Given the state of things, the shareholders are feeling that they have been hoodwinked by Kohler and are disgruntled enough to bring Kohler to court to fight for their deserved rights. The closed door valuation of the stock price too does not inspire much interest as far as the shareholders are concerned. Realizing that Kohler wants to keep the shares within the family, the shareholders are also keen in extracting the maximum amount of money that they are able to from the company. Due to the difficulty in estimating the true value of Kohler, by weightage of similar industries, the estimated true value of the stock should be closer to $159,000 per stock price.
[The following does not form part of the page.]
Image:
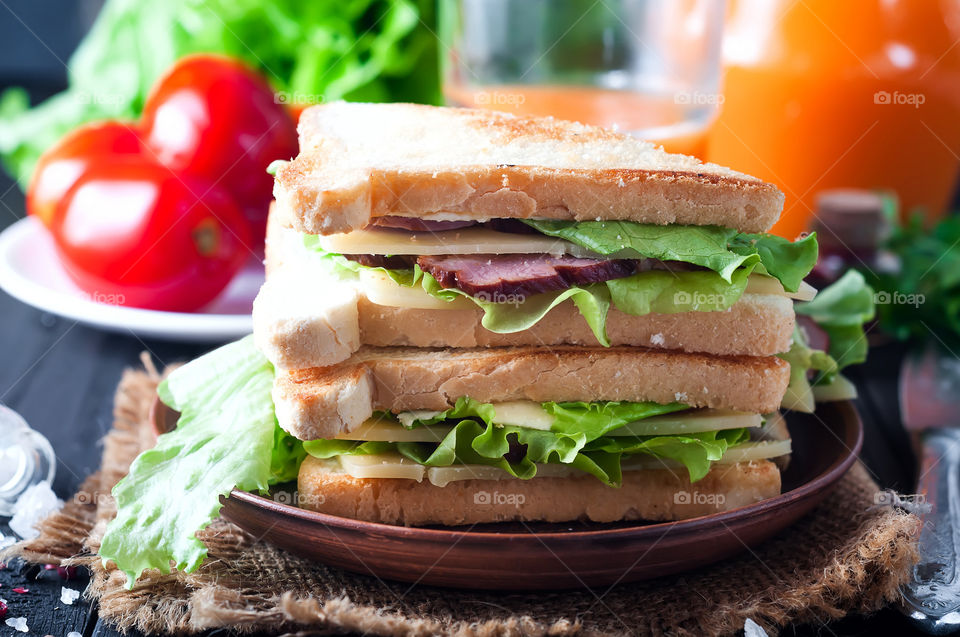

Given all the different scenarios and evaluations, it is definitely in the best interest of Kohler to bring the case to court given the large differences between the amounts of money involved. At trial, the total amount that Kohler would have to probably pay is estimated at $256 Million on top of the $27 Million that is required by IRS.

It is highly recommended to Kohler to revalue the stock price at a “fair” market value and re-propose this amount to the shareholders. Given that, although the tax payable to IRS is higher, but it is the trauma and the additional legal and administrative fees that will hurt the company more than a simple decision of settling or not. Failing which, the next best alternative would be to go to court.